On Tue, 2010-08-17 at 01:51 -0700, Peter Zijlstra wrote:
> On Mon, 2010-08-16 at 21:25 +0200, Peter Zijlstra wrote:
> > You can use something like:
> >
> > suspend:
> > __get_cpu_var(cyc2ns_suspend) = sched_clock();
> >
> > resume:
> > for_each_possible_cpu(i)
> > per_cpu(cyc2ns_offset, i) += per_cpu(cyc2ns_suspend);
> >
> > or something like that to keep sched_clock() stable, which is exactly
> > what most (all?) its users expect when we report the TSC is usable.
>
> That's actually broken, you only want a single offset, otherwise we
> de-sync the TSC, which is bad.
>
> So simply store the sched_clock() value at suspend time on the single
> CPU that is still running, then on resume make sure sched_clock()
> continues there by adding that stamp to all CPU offsets.

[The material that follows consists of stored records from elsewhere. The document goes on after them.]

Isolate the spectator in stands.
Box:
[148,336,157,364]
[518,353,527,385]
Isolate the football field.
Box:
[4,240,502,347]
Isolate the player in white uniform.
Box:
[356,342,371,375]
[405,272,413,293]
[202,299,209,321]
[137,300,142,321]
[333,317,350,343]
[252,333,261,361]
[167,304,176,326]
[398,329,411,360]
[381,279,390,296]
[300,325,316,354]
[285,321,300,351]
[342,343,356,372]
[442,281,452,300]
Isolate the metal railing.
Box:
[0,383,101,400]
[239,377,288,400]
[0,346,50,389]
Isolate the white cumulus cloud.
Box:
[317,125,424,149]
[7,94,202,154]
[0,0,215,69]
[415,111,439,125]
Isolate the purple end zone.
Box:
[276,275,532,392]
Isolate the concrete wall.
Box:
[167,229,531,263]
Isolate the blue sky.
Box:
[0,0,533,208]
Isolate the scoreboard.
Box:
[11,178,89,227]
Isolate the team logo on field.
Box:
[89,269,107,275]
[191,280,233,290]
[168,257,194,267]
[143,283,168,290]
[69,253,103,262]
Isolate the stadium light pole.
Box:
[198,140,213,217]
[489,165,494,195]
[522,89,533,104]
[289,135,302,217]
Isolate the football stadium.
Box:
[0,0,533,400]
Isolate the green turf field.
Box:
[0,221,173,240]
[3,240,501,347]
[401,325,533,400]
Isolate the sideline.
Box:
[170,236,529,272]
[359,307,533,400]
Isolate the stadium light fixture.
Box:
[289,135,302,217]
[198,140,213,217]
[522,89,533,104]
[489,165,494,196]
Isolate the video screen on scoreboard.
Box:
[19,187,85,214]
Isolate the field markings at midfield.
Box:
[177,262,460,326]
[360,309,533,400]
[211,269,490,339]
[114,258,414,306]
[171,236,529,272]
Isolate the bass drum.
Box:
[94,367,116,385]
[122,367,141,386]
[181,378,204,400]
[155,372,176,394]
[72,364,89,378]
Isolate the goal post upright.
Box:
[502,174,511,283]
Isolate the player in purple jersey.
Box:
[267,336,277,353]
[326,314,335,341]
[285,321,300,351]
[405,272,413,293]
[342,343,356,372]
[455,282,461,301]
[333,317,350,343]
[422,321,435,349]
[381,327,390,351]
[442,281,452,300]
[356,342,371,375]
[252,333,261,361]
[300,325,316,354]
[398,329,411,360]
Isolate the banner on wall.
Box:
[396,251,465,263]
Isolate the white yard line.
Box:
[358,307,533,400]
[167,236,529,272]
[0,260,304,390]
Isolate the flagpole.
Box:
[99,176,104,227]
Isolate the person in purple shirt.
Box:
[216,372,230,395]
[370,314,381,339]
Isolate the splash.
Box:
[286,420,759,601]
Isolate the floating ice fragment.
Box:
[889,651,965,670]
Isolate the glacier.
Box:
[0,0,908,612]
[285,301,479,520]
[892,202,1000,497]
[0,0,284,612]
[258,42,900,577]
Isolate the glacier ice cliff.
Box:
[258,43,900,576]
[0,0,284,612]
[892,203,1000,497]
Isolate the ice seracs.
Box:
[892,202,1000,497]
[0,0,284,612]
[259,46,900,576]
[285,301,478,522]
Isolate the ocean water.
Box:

Peter, That might not be enough. I should add that in my Lenovo T410
(having 2 core wsm cpu), TSC's are somehow set to a strange big value
(for example 0xfffffffebc22f02e) after resume from S3. It looks like
bios might be writing TSC during resume. I am not sure if this is the
case for other OEM laptops aswell. I am checking.
So such large values of TSC (leading to a very big difference between
rq->clock and rq->age_stamp) wont be correctly handled by
scale_rt_power() either.
thanks,
suresh
On Wed, 2010-08-18 at 17:20 -0700, Suresh Siddha wrote:
> On Tue, 2010-08-17 at 01:51 -0700, Peter Zijlstra wrote:
> > On Mon, 2010-08-16 at 21:25 +0200, Peter Zijlstra wrote:
> > > You can use something like:
> > >
> > > suspend:
> > > __get_cpu_var(cyc2ns_suspend) = sched_clock();
> > >
> > > resume:
> > > for_each_possible_cpu(i)
> > > per_cpu(cyc2ns_offset, i) += per_cpu(cyc2ns_suspend);
> > >
> > > or something like that to keep sched_clock() stable, which is exactly
> > > what most (all?) its users expect when we report the TSC is usable.
> >
> > That's actually broken, you only want a single offset, otherwise we
> > de-sync the TSC, which is bad.
> >
> > So simply store the sched_clock() value at suspend time on the single
> > CPU that is still running, then on resume make sure sched_clock()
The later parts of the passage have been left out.